ハンターの立ち回り — 発砲先の決め方
ハンターのルール(死亡時の発砲・連鎖・発砲できない例外)は 役職紹介:ハンター にまとめてあります。 このコラムは、その一発をどこへ、どう撃つかの話です。
発砲先は「死ぬ前」に決まっている
発砲フェーズはあなたの死亡と同時に来ます。そこで初めて考え始めた弾は、当たりません。
∴ ハンターの仕事は、毎日「今死んだら誰を撃つか」を更新しておくことです。 自分の中の黒ランキングを 1 位から持ち続け、順位が動いたら理由ごと覚えておく—— これは撃つ準備であると同時に、そのまま質の高い考察になります。
遺言で弾の意味を作る
弾は確定情報ではありません。あなたの黒読みが外れていれば、村人に飛びます。
∴ 撃つ前に、なぜそこを撃つのかを昼のうちに言葉にしておく(遺言の作法)。 「私が死んだら 5 番を疑ってほしい。

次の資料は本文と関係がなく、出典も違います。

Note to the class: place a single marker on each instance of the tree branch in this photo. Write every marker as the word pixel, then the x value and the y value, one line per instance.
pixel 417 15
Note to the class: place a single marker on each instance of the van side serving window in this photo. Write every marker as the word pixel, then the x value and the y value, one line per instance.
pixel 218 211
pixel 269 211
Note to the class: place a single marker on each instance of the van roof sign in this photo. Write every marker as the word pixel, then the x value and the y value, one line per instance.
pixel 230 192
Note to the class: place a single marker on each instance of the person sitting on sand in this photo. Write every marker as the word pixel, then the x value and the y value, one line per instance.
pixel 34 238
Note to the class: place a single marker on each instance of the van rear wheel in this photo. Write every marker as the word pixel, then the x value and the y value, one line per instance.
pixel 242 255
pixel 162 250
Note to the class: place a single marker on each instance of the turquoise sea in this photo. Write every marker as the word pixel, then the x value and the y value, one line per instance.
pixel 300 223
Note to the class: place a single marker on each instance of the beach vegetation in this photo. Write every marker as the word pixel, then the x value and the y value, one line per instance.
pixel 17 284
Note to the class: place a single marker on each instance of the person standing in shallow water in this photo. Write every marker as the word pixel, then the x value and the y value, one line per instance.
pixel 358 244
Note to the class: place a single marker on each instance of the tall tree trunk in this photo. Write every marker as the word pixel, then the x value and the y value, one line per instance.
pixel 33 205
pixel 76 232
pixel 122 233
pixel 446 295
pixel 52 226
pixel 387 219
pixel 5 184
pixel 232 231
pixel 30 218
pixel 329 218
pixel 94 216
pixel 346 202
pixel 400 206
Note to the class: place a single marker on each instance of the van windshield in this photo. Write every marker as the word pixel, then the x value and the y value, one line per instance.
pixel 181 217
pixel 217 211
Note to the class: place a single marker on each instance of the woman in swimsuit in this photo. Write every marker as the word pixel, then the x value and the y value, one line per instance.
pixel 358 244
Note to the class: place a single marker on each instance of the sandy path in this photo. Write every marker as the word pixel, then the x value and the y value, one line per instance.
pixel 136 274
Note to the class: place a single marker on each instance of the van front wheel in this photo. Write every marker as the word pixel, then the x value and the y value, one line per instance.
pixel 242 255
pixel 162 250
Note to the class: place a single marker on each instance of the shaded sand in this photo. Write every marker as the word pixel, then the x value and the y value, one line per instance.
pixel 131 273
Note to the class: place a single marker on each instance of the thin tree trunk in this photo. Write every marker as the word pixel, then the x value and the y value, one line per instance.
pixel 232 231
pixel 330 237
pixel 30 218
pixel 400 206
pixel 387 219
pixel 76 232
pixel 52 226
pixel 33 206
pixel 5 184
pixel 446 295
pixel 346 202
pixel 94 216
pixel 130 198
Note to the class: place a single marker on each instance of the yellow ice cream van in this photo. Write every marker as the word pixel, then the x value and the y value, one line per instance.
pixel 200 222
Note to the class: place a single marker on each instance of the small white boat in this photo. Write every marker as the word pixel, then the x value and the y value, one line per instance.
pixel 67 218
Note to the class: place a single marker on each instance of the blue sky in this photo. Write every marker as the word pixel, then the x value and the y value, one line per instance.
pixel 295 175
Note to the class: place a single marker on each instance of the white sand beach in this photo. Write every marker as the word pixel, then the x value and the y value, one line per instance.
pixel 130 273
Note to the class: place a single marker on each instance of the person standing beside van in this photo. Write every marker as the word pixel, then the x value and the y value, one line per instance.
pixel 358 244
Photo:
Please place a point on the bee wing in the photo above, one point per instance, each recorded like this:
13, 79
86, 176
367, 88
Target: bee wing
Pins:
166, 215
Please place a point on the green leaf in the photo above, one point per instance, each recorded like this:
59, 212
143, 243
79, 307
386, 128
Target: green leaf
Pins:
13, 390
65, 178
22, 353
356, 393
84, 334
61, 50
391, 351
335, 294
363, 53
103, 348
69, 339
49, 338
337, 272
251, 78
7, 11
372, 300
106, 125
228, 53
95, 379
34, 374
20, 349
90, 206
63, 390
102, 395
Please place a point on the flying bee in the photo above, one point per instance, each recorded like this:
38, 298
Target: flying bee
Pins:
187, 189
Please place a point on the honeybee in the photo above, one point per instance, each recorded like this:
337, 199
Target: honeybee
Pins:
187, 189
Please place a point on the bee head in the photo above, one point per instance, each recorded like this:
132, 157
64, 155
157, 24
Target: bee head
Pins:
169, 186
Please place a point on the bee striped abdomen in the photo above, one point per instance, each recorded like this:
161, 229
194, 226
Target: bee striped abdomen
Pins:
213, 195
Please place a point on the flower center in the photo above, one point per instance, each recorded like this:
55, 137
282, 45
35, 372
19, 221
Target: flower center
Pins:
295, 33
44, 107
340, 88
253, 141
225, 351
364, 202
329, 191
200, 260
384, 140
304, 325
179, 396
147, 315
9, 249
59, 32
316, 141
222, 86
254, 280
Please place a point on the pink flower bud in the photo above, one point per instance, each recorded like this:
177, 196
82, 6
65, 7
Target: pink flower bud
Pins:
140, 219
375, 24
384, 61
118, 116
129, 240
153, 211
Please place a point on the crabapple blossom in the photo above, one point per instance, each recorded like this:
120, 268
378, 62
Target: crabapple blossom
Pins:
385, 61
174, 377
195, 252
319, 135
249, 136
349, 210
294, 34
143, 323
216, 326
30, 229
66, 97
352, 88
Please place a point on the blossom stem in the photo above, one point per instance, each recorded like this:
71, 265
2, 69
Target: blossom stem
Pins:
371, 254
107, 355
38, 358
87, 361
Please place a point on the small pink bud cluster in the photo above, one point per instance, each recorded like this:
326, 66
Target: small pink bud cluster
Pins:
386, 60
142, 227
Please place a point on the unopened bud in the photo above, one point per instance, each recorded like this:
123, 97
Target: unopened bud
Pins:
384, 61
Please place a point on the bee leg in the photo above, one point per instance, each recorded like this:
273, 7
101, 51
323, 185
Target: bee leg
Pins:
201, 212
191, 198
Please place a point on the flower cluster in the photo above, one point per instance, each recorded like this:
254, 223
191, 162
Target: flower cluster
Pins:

理由は◯◯」と残してから死ねば、 弾が当たれば読みの証明、外れても村はあなたの筋道から再出発できます。 黙って撃った弾は、当たっても外れても、村に何も残しません。
撃たない勇気 — 発砲は義務ではない
放棄も正当な選択です。撃たない方が得な盤面は実際にあります。
- 黒読みに自信が無い終盤 — 村の人数が薄い盤面での誤射は、そのまま村の詰みを早めます。
- 確定白しか残っていない — 撃てば必ず村人に当たる状況で引き金を引く理由はありません。
⚠️ 逆に、巻き添え死では発砲そのものができません(姫や クリーパーの道連れ爆発)。「最後はどうせ撃てる」という前提は、 これらの役職が入り得る卓では成立しないことも覚えておいてください。
生きているだけで盾になる
あなたが死ぬと「死亡が確定した◯◯はハンターでした」と全員に公表されます。 人狼側はこれを恐れます——噛んだ相手がハンターなら、朝の犠牲者発表と同時に 仲間の誰かが道連れになりかねないからです。
∴ 「ハンターかもしれない」と思わせておくだけで噛み先から外れます。 堂々と疑わせておく・吊り筋に乗っても慌てて CO しない、が生きているあいだの立ち回りです。 役職の公表は死で自動的に行われるので、ハンターの CO は原則不要—— 言う価値があるのは「今夜噛まれるくらいなら抑止を立てたい」終盤だけです。
よくある失敗
- 死んでから撃つ相手を考え始める — フェーズは待ってくれますが、精度は待ってくれません。
- 「必ず撃つもの」だと思い込む — 放棄は負けではありません。外す弾のほうが高くつく日があります。
- ハンターであることを早々に明かす — 抑止力は「かもしれない」のうちが最大です。 確定させた瞬間、人狼は襲撃計画から「あなたを最後に回す」だけで対処できます。
こんな場面
9人ハンタールームで、あなたは 2 日目の処刑投票で吊られる流れになりました。
弁明の時間、あなたは推理を残しました——「私を吊るなら構わない。ただし私が村なら、 明日は 7 番を見てほしい。昨日から理由なく吊り先が二転している」。 処刑が確定し、発砲フェーズ。あなたは宣言どおり 7 番を撃ちました。
朝、公表が流れます。「死亡が確定したあなたはハンターでした」——そして 7 番は人狼でした。 村はハンターを誤って吊った縄を、弾で取り返した形です。 あなたが黙って吊られていれば、この日の村は縄も情報も両方失っていました。